Master Kinch pulled on the reins, drawing the cart to a halt. “Far as I go.” A narrow cart path led off to the north; several farmhouses were visible in that direction across open fields, plowed but still bare of crops. “Two days will see you in Caemlyn. Least, it would if your friend had his legs under him.”
Mat hopped down and retrieved his bow and other things, then helpe
d Rand climb off the tail of the cart. Rand’s bundles weighed on him, and his legs wobbled, but he shrugged off his friend’s hand and tried a few steps on his own. He still felt unsteady, but his legs held him up. They even seemed to grow stronger as he used them.
The farmer did not start his horse up again right away. He studied them for a minute, sucking on his pipe. “You can rest up a day or two at my place, if you want. Won’t miss anything in that time, I suppose. Whatever sickness you’re getting over, young fellow . . . well, the old woman and me, we already had about every sickness you can think of before you were born, and nursed our younglings through ’em, too. I expect you’re past the catching stage, anyway.”

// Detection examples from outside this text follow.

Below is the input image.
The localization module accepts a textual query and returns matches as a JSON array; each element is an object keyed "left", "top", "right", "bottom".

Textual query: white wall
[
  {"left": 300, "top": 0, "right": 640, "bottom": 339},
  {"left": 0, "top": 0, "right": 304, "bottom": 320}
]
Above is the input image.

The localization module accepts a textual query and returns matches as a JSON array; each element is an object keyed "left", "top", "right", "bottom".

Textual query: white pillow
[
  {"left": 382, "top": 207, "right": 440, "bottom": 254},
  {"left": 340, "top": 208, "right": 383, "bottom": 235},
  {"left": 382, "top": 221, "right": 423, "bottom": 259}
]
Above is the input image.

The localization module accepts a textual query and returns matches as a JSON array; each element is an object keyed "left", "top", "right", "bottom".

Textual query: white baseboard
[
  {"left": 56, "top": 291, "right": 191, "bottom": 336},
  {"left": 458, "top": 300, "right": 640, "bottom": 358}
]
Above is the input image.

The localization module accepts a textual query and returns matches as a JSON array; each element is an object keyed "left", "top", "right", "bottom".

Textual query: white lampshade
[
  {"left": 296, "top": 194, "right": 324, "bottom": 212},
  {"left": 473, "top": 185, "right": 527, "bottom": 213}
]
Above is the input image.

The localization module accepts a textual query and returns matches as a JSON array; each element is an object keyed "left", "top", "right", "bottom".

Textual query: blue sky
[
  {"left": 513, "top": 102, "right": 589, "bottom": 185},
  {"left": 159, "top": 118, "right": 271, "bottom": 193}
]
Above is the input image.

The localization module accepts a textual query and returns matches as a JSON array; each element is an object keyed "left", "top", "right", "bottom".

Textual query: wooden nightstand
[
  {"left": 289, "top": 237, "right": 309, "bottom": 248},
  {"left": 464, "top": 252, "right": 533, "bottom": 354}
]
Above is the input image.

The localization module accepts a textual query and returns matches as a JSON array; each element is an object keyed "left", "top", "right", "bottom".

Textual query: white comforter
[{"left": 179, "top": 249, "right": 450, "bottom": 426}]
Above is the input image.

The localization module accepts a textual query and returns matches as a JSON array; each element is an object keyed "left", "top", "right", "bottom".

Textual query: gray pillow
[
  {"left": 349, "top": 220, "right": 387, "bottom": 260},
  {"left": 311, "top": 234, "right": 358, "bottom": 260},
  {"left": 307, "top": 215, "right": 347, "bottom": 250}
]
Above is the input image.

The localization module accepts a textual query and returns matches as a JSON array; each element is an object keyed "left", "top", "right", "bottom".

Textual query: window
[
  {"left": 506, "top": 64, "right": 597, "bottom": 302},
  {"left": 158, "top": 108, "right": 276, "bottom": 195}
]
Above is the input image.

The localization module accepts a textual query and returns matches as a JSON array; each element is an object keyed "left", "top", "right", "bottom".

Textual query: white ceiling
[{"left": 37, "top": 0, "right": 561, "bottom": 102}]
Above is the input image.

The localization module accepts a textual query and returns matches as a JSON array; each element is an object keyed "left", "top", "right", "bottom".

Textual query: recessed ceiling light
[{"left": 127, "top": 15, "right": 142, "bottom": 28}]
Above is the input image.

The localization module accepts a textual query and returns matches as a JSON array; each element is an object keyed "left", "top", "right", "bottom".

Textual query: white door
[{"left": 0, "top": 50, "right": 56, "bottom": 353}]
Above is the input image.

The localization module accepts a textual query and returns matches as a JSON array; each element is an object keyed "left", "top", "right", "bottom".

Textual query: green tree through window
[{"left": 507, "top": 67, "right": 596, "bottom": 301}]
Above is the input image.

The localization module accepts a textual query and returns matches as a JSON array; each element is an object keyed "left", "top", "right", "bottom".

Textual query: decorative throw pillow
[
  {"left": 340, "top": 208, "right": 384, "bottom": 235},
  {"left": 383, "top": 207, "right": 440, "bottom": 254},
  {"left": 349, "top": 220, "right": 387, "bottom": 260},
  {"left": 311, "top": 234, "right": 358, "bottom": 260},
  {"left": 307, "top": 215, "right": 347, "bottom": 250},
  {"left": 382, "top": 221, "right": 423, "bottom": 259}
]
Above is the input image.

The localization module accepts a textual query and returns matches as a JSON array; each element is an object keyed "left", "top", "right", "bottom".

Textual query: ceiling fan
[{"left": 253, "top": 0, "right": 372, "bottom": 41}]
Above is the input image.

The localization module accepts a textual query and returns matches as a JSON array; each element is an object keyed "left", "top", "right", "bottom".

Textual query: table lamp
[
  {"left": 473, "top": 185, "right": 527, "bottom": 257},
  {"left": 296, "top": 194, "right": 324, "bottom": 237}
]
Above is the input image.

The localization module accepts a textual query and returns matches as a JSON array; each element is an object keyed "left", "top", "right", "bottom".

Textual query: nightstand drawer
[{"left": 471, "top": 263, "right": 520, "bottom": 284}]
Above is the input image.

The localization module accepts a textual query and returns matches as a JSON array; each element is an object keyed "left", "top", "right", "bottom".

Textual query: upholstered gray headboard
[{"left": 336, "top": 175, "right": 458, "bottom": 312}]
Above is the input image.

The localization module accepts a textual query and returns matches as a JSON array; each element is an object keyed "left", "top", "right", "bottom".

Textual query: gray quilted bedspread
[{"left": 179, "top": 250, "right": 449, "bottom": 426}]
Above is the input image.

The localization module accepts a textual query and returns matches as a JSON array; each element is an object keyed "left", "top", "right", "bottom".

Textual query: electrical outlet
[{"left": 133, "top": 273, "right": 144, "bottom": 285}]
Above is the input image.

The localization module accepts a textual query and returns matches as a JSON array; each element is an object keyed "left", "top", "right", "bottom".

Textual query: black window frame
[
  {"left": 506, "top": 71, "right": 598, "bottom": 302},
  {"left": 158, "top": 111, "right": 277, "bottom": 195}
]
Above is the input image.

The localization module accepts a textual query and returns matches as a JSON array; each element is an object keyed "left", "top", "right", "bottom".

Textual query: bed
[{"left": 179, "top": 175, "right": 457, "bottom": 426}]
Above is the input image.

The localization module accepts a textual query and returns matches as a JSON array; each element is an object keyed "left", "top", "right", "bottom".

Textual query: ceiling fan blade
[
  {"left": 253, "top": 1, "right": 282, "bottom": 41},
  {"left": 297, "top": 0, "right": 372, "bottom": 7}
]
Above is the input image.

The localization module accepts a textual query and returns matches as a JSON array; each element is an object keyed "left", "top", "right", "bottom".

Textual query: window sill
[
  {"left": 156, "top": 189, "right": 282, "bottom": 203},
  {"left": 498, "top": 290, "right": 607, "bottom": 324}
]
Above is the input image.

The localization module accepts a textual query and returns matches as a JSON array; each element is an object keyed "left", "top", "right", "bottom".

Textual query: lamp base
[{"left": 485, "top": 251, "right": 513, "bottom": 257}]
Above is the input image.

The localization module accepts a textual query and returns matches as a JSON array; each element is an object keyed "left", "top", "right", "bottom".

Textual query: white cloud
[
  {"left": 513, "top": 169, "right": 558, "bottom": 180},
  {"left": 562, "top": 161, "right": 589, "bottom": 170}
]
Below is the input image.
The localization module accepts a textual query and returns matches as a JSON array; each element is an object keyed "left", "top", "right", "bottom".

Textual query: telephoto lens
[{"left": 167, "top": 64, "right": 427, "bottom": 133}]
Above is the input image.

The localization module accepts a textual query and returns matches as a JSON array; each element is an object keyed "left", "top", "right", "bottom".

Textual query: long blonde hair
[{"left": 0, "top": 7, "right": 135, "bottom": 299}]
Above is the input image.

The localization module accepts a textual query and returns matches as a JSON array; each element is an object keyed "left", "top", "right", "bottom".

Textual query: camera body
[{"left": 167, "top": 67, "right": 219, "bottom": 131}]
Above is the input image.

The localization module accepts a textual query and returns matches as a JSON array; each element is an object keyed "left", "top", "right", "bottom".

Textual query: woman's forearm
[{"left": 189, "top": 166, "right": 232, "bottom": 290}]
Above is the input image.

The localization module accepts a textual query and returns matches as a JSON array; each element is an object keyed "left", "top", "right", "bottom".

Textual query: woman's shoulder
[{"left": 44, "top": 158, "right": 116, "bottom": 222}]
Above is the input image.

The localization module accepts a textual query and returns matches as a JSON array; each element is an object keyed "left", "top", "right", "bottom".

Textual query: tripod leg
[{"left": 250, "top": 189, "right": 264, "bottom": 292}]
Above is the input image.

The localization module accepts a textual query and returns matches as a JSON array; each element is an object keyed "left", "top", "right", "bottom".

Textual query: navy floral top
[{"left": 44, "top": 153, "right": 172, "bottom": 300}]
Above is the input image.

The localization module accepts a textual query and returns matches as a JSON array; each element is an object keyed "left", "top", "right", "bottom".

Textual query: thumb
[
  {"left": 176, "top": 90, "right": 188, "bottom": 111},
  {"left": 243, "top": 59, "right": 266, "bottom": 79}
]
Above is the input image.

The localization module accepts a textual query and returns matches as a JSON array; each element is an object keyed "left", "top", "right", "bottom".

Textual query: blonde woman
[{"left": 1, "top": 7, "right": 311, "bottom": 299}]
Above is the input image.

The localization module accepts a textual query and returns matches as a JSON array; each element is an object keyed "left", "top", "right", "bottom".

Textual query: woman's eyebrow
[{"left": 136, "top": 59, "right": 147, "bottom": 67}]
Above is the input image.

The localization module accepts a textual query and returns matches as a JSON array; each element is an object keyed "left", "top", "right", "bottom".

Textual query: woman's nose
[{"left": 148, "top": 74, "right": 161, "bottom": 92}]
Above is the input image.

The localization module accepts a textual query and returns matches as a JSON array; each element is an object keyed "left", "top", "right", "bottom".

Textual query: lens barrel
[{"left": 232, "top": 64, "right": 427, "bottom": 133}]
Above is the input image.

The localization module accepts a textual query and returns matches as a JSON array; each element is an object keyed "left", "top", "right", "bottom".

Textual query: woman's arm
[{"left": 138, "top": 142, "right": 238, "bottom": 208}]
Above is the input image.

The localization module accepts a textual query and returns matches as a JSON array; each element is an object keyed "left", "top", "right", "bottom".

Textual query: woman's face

Mat’s eyes narrowed, and Rand caught himself frowning. Not everyone is part of it. It can’t be everybody.
“Thank you,” he said, “but I’m all right. Really. How far to the next village?”
“Carysford? You can reach it before dark, walking.” Master Kinch took his pipe from between his teeth and pursed his lips thoughtfully before going on. “First off, I reckoned you for runaway ’prentices, but now I expect it’s something more serious you’re running from. Don’t know what. Don’t care. I’m a good enough judge to say you’re not Darkfriends, and not likely to rob or hurt anybody. Not like some on the road these days. I got in trouble a time or two myself when I was your age. You need a place to keep out of sight a few days, my farm is five miles that way”—he jerked his head toward the cart track—“and don’t nobody ever come out there. Whatever’s chasing you, won’t likely find you there.” He cleared his throat as if embarrassed by speaking so many words together.
“How would you know what Darkfriends look like?” Mat demanded. He backed away from the cart, and his hand went under his coat. “What do you know about Darkfriends?”
Master Kinch’s face tightened. “Suit yourselves,” he said, and clucked to his horse. The cart rolled off down the narrow path, and he never looked back.